I double-checked the replication setup. The only objects excluded were those encrypted using SSE-KMS. As far as I knew, we didn’t use that. I checked using a script to randomly sample 10,000 objects and check their encryption. None used SSE-KMS. I used a similar sscript to compare objects between the old and new buckets. Again, 10,000 objects later, I couldn’t find a single one that hadn’t been copied. I should’ve hit about 1,000 unreplicated objects if 10% were missing, but I found none.

Maybe the 174 million count was wrong?

S3 doesn’t provide a quick way to get an exact object count. To get a definitive answer, I enabled S3 Inventory on both buckets to generate a daily, queryable listing of all objects.

Lifecycle Rules

While waiting for the inventory report, I revisited the S3 docs. There was a note recommending that lifecycle rules be disabled during batch operations. If objects expire mid-migration, the buckets can go out of sync.

I hadn’t disabled those rules, but surely I would’ve noticed some expired objects during my earlier checks?

This made me think about object versions. I had configured replication to include deletion markers, so versioned deletes should have been copied. A few manual checks showed that object versions were indeed replicated properly.

Then I noticed two specific lifecycle rule options:

Clean up failed multipart uploads
Delete expired deletion markers

We use multipart uploads extensively, and I’d never really considered what happens to failed ones. Turns out S3 keeps them indefinitely unless you explicitly clean them up.

Same for expired deletion markers, these are deletion markers where all previous versions of an object have been deleted. What remains is an empty, dangling object. This felt hopeful, maybe expired deletion markers and failed uploads are not replicated.

Multipart Uploads

The S3 API lets you list inflight multipart uploads. Sure enough, there were uploads dating back five years, and a lot of them. Using a script I calculated the total size of these inflight uploads: 9.6GB. The exact size difference between the two buckets.

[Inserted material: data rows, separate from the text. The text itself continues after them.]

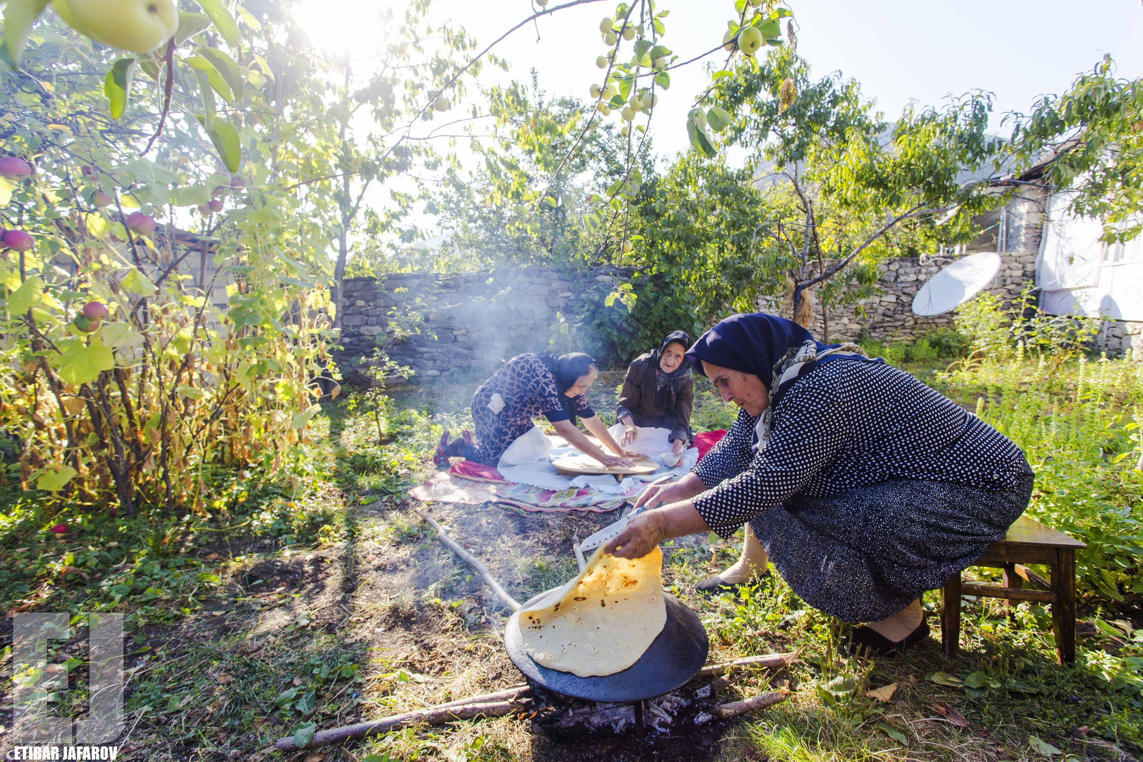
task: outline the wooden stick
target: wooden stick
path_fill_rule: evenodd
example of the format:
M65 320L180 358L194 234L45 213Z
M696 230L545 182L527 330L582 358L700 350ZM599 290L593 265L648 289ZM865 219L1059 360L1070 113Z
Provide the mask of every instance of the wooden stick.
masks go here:
M305 748L325 746L326 744L337 744L351 738L376 736L416 723L441 725L446 722L453 722L454 720L472 720L478 716L502 717L505 714L511 714L512 712L522 709L523 706L525 704L521 700L488 701L483 704L466 704L450 707L431 706L426 709L406 712L405 714L394 714L391 717L384 717L382 720L359 722L344 728L330 728L329 730L318 731L313 733L313 739L306 744ZM290 752L297 749L298 746L294 743L294 737L288 736L286 738L279 738L278 743L274 744L274 748Z
M445 543L445 545L448 546L448 550L453 551L453 553L456 553L458 556L461 556L462 561L464 561L470 567L477 570L477 573L479 573L480 578L485 580L485 584L491 588L493 593L496 594L496 597L499 599L501 603L506 605L512 611L515 611L517 609L520 608L520 603L514 597L509 595L503 587L501 587L499 583L496 581L496 578L493 577L493 572L488 571L488 567L481 563L480 559L478 559L477 556L472 555L463 547L457 545L456 540L449 537L448 532L445 531L445 528L441 527L437 521L430 519L429 516L421 513L416 508L414 508L414 513L416 513L418 516L421 516L430 524L432 524L432 528L437 530L438 535L440 535L440 542Z
M759 693L758 696L751 696L750 698L744 698L741 701L730 701L728 704L719 704L713 709L711 714L719 720L728 720L730 717L736 717L740 714L745 714L746 712L753 712L754 709L765 709L768 706L774 706L775 704L781 704L789 698L785 693Z
M721 664L711 664L698 671L698 677L714 677L741 669L743 667L784 667L798 658L797 651L790 653L766 653L765 656L746 656Z

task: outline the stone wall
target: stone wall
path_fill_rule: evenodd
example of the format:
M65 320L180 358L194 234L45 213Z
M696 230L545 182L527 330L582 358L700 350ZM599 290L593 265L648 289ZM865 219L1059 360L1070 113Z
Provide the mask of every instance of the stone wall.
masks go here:
M628 281L631 271L592 267L566 273L545 267L512 272L435 274L393 273L379 279L345 280L342 350L335 359L346 371L373 354L392 332L394 314L421 315L424 329L394 344L390 356L416 369L421 378L487 374L521 352L547 350L558 329L557 313L576 316L593 286Z

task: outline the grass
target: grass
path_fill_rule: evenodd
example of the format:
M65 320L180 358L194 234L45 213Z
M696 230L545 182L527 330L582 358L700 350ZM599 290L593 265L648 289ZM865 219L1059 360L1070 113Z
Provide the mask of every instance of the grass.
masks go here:
M917 369L940 379L942 363ZM614 415L618 374L591 399ZM696 431L728 426L733 410L697 379ZM986 388L986 384L981 387ZM405 490L431 471L441 427L467 419L471 384L413 387L375 424L343 402L318 419L301 487L262 484L256 474L219 475L210 515L123 519L73 506L59 516L9 495L0 551L18 559L0 577L8 609L117 610L127 615L126 751L120 760L290 759L270 751L283 736L378 717L495 690L519 680L501 647L504 611L410 511ZM975 404L972 399L962 403ZM597 515L518 515L498 507L434 505L432 513L523 600L574 571L573 535ZM21 550L23 548L23 550ZM725 723L711 735L640 748L630 739L558 740L502 717L411 728L341 748L349 760L1134 760L1143 753L1140 667L1143 620L1130 599L1093 594L1081 610L1074 666L1055 664L1040 605L964 605L962 652L945 659L929 641L900 659L839 657L834 620L805 607L780 579L741 599L689 591L736 555L734 543L692 537L668 545L664 579L703 620L711 658L798 650L778 673L736 682L728 697L785 685L791 700ZM78 571L69 571L72 568ZM982 571L983 573L983 571ZM926 601L936 627L935 595ZM6 679L11 674L5 620ZM86 658L82 621L50 643L50 660ZM85 711L82 668L64 705ZM888 701L868 693L896 684ZM78 698L75 698L78 697ZM0 747L9 744L10 693L0 697ZM967 720L958 728L940 706ZM690 740L688 740L690 738ZM701 743L700 743L701 741ZM314 760L311 760L314 762Z

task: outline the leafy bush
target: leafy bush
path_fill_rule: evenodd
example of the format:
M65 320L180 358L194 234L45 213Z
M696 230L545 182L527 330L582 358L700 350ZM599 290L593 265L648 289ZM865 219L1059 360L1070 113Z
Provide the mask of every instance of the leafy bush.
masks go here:
M970 374L988 390L977 415L1036 471L1029 514L1087 543L1079 589L1122 602L1143 593L1143 366L1080 358L1074 368L1065 385L1020 347L1008 362L990 358Z

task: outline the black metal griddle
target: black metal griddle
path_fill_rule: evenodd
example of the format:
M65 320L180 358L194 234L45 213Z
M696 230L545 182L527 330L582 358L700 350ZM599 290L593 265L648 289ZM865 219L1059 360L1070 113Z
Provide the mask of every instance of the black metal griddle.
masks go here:
M546 594L547 592L536 595L520 611ZM706 651L710 648L706 631L698 616L670 593L663 593L663 599L666 602L666 624L663 625L663 631L638 661L612 675L581 677L536 664L523 648L519 626L520 611L507 620L504 645L512 664L542 688L589 701L636 703L637 715L640 715L644 700L670 693L698 674L706 663Z

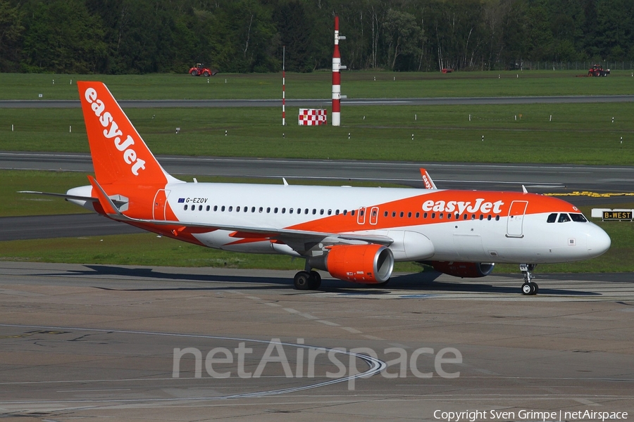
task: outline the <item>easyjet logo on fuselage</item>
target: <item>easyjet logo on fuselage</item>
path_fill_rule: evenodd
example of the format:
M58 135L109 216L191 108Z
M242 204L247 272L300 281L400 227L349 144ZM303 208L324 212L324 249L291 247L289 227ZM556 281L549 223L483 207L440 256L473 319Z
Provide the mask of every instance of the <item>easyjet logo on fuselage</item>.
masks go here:
M476 203L471 205L471 201L465 202L464 200L426 200L423 203L423 211L433 211L435 212L457 212L458 214L464 214L465 211L467 212L482 212L487 214L493 212L494 214L499 214L502 212L502 206L504 203L502 200L497 200L495 203L485 202L483 198L478 198L476 200Z
M123 153L123 160L126 164L132 166L131 171L135 176L139 175L139 170L145 169L145 160L137 157L137 152L132 149L135 140L130 135L123 142L123 132L119 129L119 125L115 122L114 118L109 112L105 111L106 106L104 102L97 98L97 91L94 88L88 88L84 94L86 101L90 104L94 115L99 118L99 123L106 129L104 130L104 136L108 139L114 138L114 145L118 150Z

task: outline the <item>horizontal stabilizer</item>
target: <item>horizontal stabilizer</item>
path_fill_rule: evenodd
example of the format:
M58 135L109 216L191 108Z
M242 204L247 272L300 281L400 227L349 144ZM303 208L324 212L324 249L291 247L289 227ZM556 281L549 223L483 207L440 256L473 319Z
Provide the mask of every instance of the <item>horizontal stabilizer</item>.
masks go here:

Running the same script against the new bucket showed zero pending uploads. That solved the size discrepancy, but not the missing objects. There were only about 25,000 in-flight upload parts. That’s nowhere near the 17 million missing objects.

Deletion Markers

That left expired deletion markers as the most likely cause. Since these are effectively tiny metadata entries, they could easily account for a large object count without a corresponding size difference.

Ordinary deletion markers were being replicated, I could confirm that. But expired deletion markers? There’s no direct API to count them, and scanning 170 million objects manually wasn’t feasible.

Fortunately, S3 Inventory reports list whether each object is a deletion marker, perfect.

I queried the data in Athena:

SELECT COUNT(*) AS expired_delete_marker_count
FROM (
  SELECT key
  FROM inventory_table
  GROUP BY key
  HAVING COUNT(*) = 1
    AND MAX(CASE WHEN is_delete_marker = true THEN 1 ELSE 0 END) = 1
) AS expired_keys;

The result? 17 million expired deletion markers. I had potentially found them. To confirm they hadn’t been copied, I checked several of their keys in the new bucket. As expected, they were missing.

That explained everything:

9.6GB of failed multipart uploads not copied
17 million expired deletion markers not replicated

As a final check, I queried for any objects in the source bucket that didn’t have a replication status of "REPLICATED". None found.

Lessons Learned

Potentially missing 10% of objects during an S3 migration is not ideal. But it turns out, these were pretty much just dangling metadata that had never been cleaned up. S3 will happily retain expired deletion markers and failed multipart uploads forever unless you set up lifecycle rules to remove them. I’ve now added cleanup rules to the new bucket.